LONDON, May 25 (Reuters) - European shares fell on Monday, with the Spanish and Greek stock markets hit by investors’ concerns over Greece’s debt problems and a poor local election result for the government in Madrid.

Athens’ main ATG equity index fell 3.1 percent as the Greek government said on Monday that it intended to make good on its debt obligations but urgently needed aid to be able to do so. The ATG is down by around 1.5 percent since the start of 2015, underperforming other European stock markets.

The Greek government’s comments came as several senior officials insisted Athens had no money to pay a loan installment due next week.

Spain’s IBEX equity index fell 2 percent after the ruling People’s Party took a battering in regional and local elections on Sunday. Voters punished Prime Minister Mariano Rajoy for four years of severe spending cuts and a string of corruption scandals.

Most investors expect Greece to remain in the euro zone, and record low interest rates and other economic stimulus measures from the European Central Bank have enabled European stock markets to rally this year, despite the Greek uncertainty.

Nevertheless, traders said the latest developments from Athens and Madrid made some investors wary.

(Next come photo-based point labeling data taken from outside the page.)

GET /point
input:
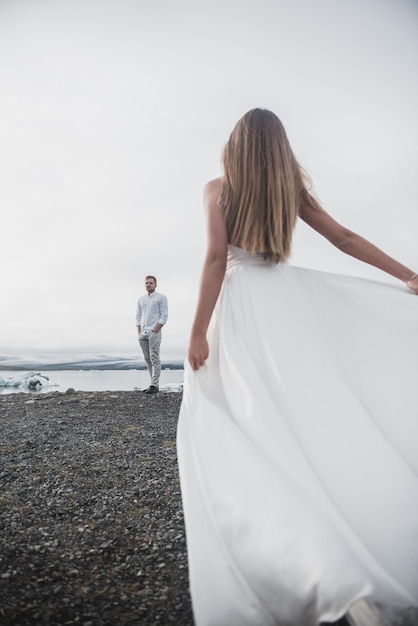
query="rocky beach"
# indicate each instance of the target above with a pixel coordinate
(91, 521)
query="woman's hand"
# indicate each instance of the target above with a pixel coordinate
(412, 283)
(198, 352)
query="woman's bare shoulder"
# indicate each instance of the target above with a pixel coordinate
(213, 186)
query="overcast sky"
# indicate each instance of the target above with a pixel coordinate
(114, 113)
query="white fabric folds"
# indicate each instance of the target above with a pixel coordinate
(298, 449)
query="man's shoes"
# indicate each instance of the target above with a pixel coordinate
(151, 389)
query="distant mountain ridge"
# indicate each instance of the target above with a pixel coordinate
(81, 362)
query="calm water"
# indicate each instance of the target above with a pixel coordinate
(97, 380)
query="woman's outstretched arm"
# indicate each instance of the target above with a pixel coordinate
(212, 276)
(356, 246)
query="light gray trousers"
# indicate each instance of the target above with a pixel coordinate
(150, 344)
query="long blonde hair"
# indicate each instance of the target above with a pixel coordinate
(263, 186)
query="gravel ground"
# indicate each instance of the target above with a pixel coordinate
(91, 522)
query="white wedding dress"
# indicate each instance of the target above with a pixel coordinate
(298, 449)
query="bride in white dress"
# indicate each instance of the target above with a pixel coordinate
(298, 432)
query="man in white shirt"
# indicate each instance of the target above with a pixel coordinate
(151, 315)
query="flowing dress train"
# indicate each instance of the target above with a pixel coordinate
(298, 449)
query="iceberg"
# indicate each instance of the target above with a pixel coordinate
(31, 380)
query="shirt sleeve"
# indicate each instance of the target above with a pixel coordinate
(138, 313)
(163, 310)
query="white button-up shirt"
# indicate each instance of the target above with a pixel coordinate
(151, 310)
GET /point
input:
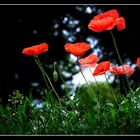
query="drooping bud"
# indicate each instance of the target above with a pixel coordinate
(55, 74)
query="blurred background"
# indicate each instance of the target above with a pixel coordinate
(27, 25)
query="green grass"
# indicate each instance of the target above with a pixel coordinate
(92, 112)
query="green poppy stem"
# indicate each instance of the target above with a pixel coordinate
(112, 90)
(45, 74)
(116, 49)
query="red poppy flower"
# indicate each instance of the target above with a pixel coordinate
(120, 22)
(111, 13)
(36, 49)
(89, 61)
(77, 49)
(138, 62)
(124, 69)
(102, 68)
(107, 21)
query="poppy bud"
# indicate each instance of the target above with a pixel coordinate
(55, 76)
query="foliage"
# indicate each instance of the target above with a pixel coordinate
(82, 115)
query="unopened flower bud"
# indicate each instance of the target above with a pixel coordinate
(55, 76)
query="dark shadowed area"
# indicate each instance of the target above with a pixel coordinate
(27, 25)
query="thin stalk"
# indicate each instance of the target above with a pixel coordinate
(116, 48)
(66, 87)
(94, 77)
(111, 90)
(88, 84)
(42, 69)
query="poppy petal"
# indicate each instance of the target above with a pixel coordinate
(120, 22)
(124, 69)
(102, 68)
(107, 23)
(111, 13)
(36, 49)
(77, 49)
(91, 59)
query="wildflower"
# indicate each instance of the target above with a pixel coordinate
(77, 49)
(36, 49)
(89, 61)
(138, 62)
(102, 68)
(107, 21)
(123, 69)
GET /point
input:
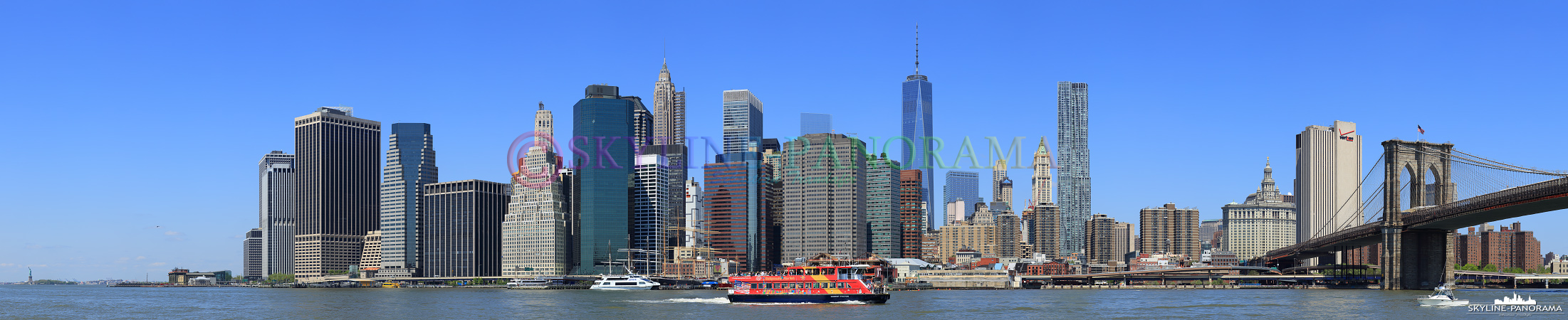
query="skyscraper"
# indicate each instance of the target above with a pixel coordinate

“There is no doubting that Greece has become a frequent recurring risk to investor sentiment in recent months, and there is potential for investor sentiment to be pulled down even further by the news that anti-austerity parties were declared victorious in several local elections in Spain,” said FXTM analyst Jameel Ahmad.

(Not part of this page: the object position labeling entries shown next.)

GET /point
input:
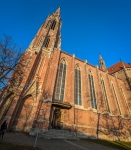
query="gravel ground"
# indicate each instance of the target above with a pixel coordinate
(19, 138)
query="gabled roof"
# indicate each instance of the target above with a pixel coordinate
(118, 66)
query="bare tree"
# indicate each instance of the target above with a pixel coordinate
(10, 55)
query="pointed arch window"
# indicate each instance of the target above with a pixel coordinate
(53, 24)
(78, 100)
(105, 95)
(60, 85)
(116, 100)
(47, 42)
(92, 91)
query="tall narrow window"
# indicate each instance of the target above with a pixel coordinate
(53, 25)
(92, 92)
(105, 95)
(78, 86)
(60, 85)
(123, 95)
(116, 100)
(47, 42)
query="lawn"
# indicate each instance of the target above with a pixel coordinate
(8, 146)
(114, 144)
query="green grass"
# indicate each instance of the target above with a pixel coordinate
(8, 146)
(114, 144)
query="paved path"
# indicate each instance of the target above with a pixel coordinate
(19, 138)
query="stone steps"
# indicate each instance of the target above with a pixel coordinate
(59, 134)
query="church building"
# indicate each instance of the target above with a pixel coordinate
(52, 89)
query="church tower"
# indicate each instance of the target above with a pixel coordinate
(102, 63)
(36, 73)
(48, 36)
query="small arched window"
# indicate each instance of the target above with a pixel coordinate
(53, 25)
(78, 100)
(47, 42)
(60, 85)
(105, 95)
(92, 91)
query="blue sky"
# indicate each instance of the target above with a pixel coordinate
(89, 27)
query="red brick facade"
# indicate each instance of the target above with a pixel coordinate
(32, 102)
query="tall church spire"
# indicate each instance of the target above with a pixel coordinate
(48, 36)
(102, 63)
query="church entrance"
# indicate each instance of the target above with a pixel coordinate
(56, 122)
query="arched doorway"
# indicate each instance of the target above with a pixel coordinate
(56, 122)
(5, 105)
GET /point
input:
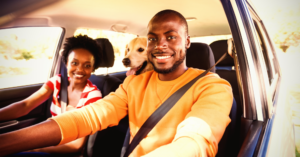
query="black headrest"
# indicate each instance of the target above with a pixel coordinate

The pullback in European stocks mirrored losses on Wall Street on Friday after U.S. Federal Reserve Chair Janet Yellen hinted at a possible rate hike this year.

France’s CAC-40 stock index dropped 0.5 percent while Italy’s FTSE MIB fell 2.1 percent, impacted by a drop in the shares of Fiat Chrysler Automobiles.

Fiat declined 3.1 percent after the New York Times reported that the company’s Chief Executive Sergio Marchionne sent an email to General Motors’ Chief Executive Officer Mary Barra in March suggesting combining the automakers, but was rebuffed.

However, shares in Italian bank Monte Paschi surged 11.3 percent after the lender launched its second rights issue in less than a year to repair its balance sheet.